Computed free-energy profiles (with quantized vibration contributions included) along the reaction coordinate for the ecDHFR catalyzed reaction at 5 and 45 °C. The same profiles for the gas-phase hydrogen transfer reaction of CH₃ + H₂ are shown for comparison, where the reaction coordinate is distance along the mass-scaled minimum-energy path (scaled to mass of 1 amu). All curves have been normalized at the top to emphasize the difference in the barrier shape as temperature changes.

TABLE 5.

Tunneling Transmission Coefficients (κ’s) and KIEs for Systems to Tunnel through Different Effective Potential Barriers

TA/TB	κH	κD	KIE
45/45	2.85	2.71	1.05
5/45	4.13	3.77	1.10
5/5	3.77	3.48	1.08

Another interesting aspect of the present results is the temperature dependence of the rate constant itself. For H⁻ transfer, the calculated rate constant decreases from 4.4 × 10³ s⁻¹ at 5 °C to 3.5 × 10³ s⁻¹ at 45 °C; this small decrease is associated with a negative activation energy, as shown in Table 4. Thus, E_a is 14 kcal/mol lower than $\mathrm{\Delta }{G}_T^{\text{act}}$, a surprisingly large difference. A surprisingly small E_a was recently found4 experimentally for the similar hydride transfer catalyzed by thymidylate synthase. In fact, the temperature dependence of the rate constant has been measured²³ for ecDHFR, and the rate was found to have a small but non-monotonic dependence on temperature, increasing by a factor of 2.1 from 15 to 35 °C, then decreasing by a factor of 1.4 from 35 to 45 °C. Reference 1 also mentioned an initial velocity measurement of the hydride transfer step of ecDHFR at pH 9 (where hydride transfer is more rate-limiting) that yields a phenomenological E_a of 3.7 ± 0.3 kcal/mol (see ref 25 of ref 1). Thus, our calculation agrees qualitatively with experiment in that the T dependence is unexpectedly small or unexpectedly negative for a reaction with such a large free energy of activation.
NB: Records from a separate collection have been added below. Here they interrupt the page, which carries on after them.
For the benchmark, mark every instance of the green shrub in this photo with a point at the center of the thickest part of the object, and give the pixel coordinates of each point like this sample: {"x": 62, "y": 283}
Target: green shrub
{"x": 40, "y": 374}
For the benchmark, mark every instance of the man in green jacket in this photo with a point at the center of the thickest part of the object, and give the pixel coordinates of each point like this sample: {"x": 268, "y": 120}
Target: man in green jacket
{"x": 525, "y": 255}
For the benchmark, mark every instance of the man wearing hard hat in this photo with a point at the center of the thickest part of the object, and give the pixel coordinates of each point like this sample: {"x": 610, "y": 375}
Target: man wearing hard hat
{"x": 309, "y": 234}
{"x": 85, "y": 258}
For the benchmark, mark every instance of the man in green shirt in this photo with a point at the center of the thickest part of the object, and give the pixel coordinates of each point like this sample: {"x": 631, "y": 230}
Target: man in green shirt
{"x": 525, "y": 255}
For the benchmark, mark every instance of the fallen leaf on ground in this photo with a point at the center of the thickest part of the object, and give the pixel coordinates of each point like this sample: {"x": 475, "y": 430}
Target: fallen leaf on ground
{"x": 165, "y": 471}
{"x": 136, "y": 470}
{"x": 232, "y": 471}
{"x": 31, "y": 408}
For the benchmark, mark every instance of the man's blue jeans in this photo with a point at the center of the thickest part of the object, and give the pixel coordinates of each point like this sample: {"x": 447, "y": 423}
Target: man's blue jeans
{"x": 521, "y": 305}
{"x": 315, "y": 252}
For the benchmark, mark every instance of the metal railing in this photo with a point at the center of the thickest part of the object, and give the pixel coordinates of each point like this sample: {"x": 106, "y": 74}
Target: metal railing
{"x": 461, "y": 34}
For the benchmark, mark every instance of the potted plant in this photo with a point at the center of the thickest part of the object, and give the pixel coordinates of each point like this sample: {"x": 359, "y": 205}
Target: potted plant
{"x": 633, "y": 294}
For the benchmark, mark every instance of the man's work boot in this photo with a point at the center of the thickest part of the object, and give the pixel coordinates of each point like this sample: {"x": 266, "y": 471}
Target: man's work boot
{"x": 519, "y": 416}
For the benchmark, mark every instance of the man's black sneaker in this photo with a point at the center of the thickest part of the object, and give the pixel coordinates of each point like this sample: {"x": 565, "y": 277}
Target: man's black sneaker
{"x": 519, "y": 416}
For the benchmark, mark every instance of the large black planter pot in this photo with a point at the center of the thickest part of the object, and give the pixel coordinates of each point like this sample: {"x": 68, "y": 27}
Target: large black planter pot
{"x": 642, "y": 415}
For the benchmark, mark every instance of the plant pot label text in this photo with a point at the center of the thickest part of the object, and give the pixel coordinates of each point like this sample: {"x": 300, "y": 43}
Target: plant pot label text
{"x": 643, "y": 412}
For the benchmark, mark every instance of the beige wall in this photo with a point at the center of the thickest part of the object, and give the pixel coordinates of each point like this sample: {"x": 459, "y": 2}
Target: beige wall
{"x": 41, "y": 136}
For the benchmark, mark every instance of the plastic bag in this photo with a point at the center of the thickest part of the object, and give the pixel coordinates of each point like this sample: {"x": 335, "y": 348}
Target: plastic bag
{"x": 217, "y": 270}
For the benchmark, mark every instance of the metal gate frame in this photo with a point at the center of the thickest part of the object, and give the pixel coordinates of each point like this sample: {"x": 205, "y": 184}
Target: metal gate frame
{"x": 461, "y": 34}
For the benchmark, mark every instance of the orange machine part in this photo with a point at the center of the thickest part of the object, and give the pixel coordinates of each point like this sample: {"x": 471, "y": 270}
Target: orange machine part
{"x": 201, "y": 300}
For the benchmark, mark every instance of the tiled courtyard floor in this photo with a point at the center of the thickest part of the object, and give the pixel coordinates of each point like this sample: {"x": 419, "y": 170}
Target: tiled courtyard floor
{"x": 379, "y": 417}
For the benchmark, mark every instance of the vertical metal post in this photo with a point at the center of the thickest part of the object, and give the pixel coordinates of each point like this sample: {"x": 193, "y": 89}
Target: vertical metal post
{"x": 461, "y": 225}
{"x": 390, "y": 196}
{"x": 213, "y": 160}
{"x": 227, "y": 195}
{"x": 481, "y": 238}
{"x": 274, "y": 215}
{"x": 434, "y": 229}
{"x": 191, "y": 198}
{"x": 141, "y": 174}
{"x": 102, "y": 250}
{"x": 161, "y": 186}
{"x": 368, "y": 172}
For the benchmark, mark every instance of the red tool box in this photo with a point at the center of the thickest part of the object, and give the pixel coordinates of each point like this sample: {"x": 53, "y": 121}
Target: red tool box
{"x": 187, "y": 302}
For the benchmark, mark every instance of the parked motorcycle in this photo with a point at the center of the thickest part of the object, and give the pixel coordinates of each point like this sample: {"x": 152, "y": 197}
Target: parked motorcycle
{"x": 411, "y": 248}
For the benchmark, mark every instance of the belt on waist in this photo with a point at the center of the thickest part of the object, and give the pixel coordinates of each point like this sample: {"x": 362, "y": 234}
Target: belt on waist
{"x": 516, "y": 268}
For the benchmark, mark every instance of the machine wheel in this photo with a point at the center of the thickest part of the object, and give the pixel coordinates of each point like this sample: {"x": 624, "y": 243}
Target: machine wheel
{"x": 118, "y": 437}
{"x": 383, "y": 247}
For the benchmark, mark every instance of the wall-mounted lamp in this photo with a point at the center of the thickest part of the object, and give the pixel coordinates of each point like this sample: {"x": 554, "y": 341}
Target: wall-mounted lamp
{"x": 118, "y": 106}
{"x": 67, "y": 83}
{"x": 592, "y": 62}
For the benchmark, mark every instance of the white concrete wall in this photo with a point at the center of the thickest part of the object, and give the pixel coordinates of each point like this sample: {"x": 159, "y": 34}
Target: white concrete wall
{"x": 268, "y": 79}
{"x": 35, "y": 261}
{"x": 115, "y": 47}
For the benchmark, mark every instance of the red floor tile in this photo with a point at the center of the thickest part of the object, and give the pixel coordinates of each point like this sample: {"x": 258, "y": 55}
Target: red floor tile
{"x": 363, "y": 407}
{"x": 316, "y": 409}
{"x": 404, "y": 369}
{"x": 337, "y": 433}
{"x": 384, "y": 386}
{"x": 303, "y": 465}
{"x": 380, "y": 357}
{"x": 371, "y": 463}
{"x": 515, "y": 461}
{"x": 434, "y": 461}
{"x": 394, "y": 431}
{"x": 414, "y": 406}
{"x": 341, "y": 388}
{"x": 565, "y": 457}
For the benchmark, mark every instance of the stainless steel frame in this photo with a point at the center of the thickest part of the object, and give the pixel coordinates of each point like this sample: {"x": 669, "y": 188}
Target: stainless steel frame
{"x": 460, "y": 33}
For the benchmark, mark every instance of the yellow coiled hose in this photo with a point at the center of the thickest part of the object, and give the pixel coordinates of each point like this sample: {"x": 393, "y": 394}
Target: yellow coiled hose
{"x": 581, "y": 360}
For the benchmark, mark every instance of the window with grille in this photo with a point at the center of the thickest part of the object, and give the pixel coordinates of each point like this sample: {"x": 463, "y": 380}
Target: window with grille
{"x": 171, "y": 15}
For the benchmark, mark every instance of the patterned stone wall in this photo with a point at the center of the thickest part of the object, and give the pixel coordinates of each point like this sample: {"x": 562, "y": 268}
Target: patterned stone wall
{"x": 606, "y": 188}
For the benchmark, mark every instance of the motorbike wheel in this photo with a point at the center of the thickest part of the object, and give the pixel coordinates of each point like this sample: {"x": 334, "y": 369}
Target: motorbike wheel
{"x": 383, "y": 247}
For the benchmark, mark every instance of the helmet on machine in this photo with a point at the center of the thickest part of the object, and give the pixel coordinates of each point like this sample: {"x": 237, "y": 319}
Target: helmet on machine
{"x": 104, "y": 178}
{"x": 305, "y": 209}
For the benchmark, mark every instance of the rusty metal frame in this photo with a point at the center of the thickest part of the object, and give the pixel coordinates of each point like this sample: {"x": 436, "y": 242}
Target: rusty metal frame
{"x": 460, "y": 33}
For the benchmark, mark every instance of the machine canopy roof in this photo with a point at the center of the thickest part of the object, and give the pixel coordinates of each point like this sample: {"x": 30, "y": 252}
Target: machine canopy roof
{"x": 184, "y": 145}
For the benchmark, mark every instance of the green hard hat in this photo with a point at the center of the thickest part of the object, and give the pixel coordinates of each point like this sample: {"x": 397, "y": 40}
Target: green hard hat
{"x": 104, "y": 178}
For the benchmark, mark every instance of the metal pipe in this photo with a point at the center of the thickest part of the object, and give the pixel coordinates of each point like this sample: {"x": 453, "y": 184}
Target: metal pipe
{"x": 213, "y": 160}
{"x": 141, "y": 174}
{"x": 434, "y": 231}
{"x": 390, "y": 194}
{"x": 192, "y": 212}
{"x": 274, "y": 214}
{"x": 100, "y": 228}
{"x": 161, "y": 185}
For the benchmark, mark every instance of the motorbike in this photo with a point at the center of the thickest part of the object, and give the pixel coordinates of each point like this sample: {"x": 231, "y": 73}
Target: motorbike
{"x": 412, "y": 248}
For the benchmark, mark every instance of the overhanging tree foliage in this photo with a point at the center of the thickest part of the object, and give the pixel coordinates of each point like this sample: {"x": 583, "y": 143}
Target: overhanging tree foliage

In summary, two features have been identified that may reduce the temperature dependence of KIEs for enzymatic reactions as compared to small-molecule reactions, namely (1) variation of the transition-state position and (2) temperature dependence of the effective potential barrier for tunneling. An EA-VTST/MT calculation including these effects predicts a KIE that changes by only 6.5% over the 5–45 °C interval for the hydride transfer catalyzed by ecDHFR, which is only slightly larger than the experimental uncertainty on the KIE. Without these two mechanisms, it would have decreased by 16%. Our calculations reproduce the nonclassical isotope effect found experimentally for the Arrhenius preexponential factors. Furthermore, we find larger fluctuations in the tunneling ensemble at 5 °C than at 45 °C, and we find an Arrhenius activation energy about 14 kcal/mol lower than the free energy of activation.